Kestanelik halkının haklı isyanı |
Perşembe, 23 Mayıs 2013 |
Sakarya’nın son aylarda en çok konuşulan konulardan biri de Kestanelik’te uygulanması planlanan Kentsel Dönüşüm Projesi.
Sapanca Belediyesi’nin TOKİ iş birliği ile hayata geçirmeyi planladığı projeyle ilgili bugüne kadar çok şey söylendi, çok şey yazıldı.
Bizim gazetede de Kestanelik halkının haklı isyanı birçok kez dile getirildi.
Muhabir arkadaşlarımız defalarca Kestanelik halkını dinleyerek taleplerini haberleştirdiler.
İtiraf edeyim, önünden birçok kez geçtiğim Kestanelik Mahallesi’ne düne kadar hiç gitmemiştim.
Dün sabah Kırkpınar eski Belediye Başkanı Niyazi Bağdat arayıp 14.00’da Kestanelik’de yapacağı toplantıya bir muhabir göndermemizi istedi.
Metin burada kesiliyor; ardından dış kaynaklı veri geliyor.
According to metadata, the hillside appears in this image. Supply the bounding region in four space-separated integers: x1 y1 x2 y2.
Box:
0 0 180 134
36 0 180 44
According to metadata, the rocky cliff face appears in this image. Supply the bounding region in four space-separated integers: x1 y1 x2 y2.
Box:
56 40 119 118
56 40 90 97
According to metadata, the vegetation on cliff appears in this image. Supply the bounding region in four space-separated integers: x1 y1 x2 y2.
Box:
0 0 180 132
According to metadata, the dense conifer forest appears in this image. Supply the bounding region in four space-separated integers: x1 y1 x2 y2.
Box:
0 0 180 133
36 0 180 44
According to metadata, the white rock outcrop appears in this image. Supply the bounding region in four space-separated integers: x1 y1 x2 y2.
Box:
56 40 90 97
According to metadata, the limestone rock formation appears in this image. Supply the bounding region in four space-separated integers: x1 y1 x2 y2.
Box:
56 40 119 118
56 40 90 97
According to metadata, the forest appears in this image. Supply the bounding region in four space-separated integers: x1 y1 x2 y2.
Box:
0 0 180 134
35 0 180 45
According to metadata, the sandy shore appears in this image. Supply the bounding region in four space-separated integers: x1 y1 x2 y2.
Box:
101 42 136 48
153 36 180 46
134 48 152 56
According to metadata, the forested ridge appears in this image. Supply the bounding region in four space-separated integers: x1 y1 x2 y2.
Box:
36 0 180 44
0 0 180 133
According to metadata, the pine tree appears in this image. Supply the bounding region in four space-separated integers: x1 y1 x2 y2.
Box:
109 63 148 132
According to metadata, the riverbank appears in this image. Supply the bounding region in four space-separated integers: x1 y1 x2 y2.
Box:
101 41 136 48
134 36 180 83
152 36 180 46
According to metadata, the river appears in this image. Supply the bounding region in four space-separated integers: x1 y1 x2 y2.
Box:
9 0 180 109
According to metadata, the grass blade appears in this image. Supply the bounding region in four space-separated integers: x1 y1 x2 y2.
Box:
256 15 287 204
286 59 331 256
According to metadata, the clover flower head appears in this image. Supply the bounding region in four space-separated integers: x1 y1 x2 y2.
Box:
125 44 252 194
Toplantıya Naci Abi( Koşunda) ile birlikte gittik.
Önce arabayla mahalleyi dolaştık.
Ben kafamda tenekeden barakalar, yıkık dökük evler bekliyordum.
Yanılmışım.
Bizim Adapazarı’nda birçok eski mahallenin benzeri bir mahalle Kestanelik…
Farklı yanı; insanlar evlerinin önünde biraz rahat yayılmışlar.
Evlerin çok büyük bölümü boyalı, bakımlı…
Görüntüde Kentsel Dönüşüm için aciliyet gerektirecek hiçbir durum yok.
Niyazi Bağdat’ın halkla buluştuğu kahvehaneye gidiyoruz.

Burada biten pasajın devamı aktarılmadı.